The robo racing cars accelerating driverless tech

Johannes Betz is not your typical racing car driver.

For a start, he doesn’t get in the vehicle – it’s driverless. As a post-doctoral researcher, he is in charge of the Technical University of Munich’s entry in the Roborace motorsport competition, now in its first competitive season.

All these cars are electric and self-driving. “We started in early 2017, when my professor saw this in a newspaper,” he says.

“Each month, we have to develop our software a little further, and then go to an event – yeah, like Formula 1,” he laughs.
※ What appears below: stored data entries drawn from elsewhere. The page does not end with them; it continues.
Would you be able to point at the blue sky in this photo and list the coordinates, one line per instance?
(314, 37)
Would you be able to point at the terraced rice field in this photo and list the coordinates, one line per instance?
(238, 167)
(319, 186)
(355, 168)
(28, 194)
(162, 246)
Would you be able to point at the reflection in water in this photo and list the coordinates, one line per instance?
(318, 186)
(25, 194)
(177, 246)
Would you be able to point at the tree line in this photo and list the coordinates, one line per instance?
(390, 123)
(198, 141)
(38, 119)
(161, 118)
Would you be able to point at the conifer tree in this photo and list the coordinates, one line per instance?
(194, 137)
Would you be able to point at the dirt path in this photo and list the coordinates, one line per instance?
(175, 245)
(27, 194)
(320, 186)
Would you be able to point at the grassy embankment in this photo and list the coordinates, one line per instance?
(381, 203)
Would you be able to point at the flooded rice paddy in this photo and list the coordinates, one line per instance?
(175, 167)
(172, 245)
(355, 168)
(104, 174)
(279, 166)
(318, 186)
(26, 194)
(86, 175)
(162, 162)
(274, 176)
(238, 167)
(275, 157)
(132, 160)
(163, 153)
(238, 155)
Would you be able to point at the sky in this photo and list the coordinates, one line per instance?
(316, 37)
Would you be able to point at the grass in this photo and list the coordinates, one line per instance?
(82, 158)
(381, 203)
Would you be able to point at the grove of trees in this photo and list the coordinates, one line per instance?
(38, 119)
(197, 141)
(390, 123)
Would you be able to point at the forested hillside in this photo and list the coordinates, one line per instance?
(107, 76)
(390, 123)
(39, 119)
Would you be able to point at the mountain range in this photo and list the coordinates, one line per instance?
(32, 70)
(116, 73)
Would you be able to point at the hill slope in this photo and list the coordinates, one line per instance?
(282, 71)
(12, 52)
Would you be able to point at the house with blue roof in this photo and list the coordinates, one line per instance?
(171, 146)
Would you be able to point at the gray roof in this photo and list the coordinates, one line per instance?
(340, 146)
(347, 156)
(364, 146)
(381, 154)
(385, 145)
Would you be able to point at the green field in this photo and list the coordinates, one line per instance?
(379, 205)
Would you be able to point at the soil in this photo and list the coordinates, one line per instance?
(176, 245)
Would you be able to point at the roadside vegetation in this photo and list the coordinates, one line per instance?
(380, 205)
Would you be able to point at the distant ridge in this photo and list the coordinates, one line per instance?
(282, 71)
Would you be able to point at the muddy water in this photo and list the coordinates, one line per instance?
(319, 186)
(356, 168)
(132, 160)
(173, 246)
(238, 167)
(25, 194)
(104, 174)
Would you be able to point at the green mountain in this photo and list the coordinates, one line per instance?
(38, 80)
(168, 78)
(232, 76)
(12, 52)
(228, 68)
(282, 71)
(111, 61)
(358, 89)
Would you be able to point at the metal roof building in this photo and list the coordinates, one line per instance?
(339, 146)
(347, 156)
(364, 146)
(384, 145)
Each team – the University of Pisa and electric van start-up Arrival also compete – writes software for an identical racing car, currently the DevBot 2.0, which is capable of speeds over 200mph (322km/h).
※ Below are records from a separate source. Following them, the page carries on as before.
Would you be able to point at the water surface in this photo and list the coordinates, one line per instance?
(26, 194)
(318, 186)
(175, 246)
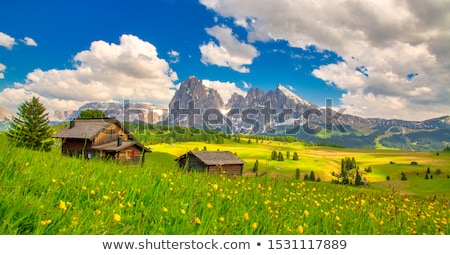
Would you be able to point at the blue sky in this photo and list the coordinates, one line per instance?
(387, 59)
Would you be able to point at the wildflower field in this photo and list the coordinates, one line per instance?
(46, 193)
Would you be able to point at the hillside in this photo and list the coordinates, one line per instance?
(46, 193)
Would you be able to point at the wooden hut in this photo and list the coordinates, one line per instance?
(101, 137)
(212, 162)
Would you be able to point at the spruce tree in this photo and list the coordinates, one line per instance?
(30, 128)
(255, 167)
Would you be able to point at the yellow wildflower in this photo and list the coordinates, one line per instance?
(62, 205)
(306, 213)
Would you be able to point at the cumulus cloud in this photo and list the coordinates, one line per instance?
(381, 43)
(230, 52)
(2, 69)
(107, 71)
(7, 41)
(29, 41)
(174, 56)
(225, 89)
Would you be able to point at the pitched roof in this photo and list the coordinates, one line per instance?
(214, 158)
(87, 128)
(112, 146)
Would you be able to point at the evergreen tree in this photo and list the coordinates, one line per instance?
(280, 156)
(297, 174)
(30, 128)
(274, 155)
(255, 167)
(312, 176)
(404, 178)
(306, 177)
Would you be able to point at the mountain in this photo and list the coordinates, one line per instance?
(282, 112)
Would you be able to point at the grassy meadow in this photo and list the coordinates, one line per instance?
(47, 193)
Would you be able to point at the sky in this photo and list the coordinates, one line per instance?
(383, 58)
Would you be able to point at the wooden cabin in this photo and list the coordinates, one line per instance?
(101, 137)
(212, 162)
It is guided by six cameras, two radars, 18 ultrasound sensors, and five lidar [light detection and ranging] sensors. The onboard computer processor is capable of 24 trillion operations a second.

It was the first racing car to establish a fully autonomous official record at the Goodwood Hill Climb, an important motorsport event in England’s West Sussex, on 13 July.

This narrow, winding 1.86 km (1.16-mile) track climbs 150m (492ft) round slippery bends, hay bales, and flint walls.

And DevBot navigated it in 66.96 seconds – eight seconds faster than an unofficial attempt last year.

Now “there’s around twelve seconds left for the AI (artificial intelligence) to find” before it can match the best human drivers, says Bryn Balcombe, Roborace’s chief strategy officer.

Of that, “six seconds we think is easily gained, and then you’re starting to get into the unknowns.”

But what is the point of racing driverless cars?

It’s an important way to assess the quality of the sensors and cameras which autonomous vehicles (AVs) will rely on, explains Mr Balcombe.

And “testing performance limits on real roads is not something, as a member of society, I’m 100% comfortable with,” he says.

He plans to introduce obstacles for the DevBots to navigate, such as slower-moving lorries and tractors. Overtaking is the hardest race course task to automate, says Dr Betz.

The ultimate aim is to find out whether driverless cars can eventually perform at a level so you can’t detect it’s an AI.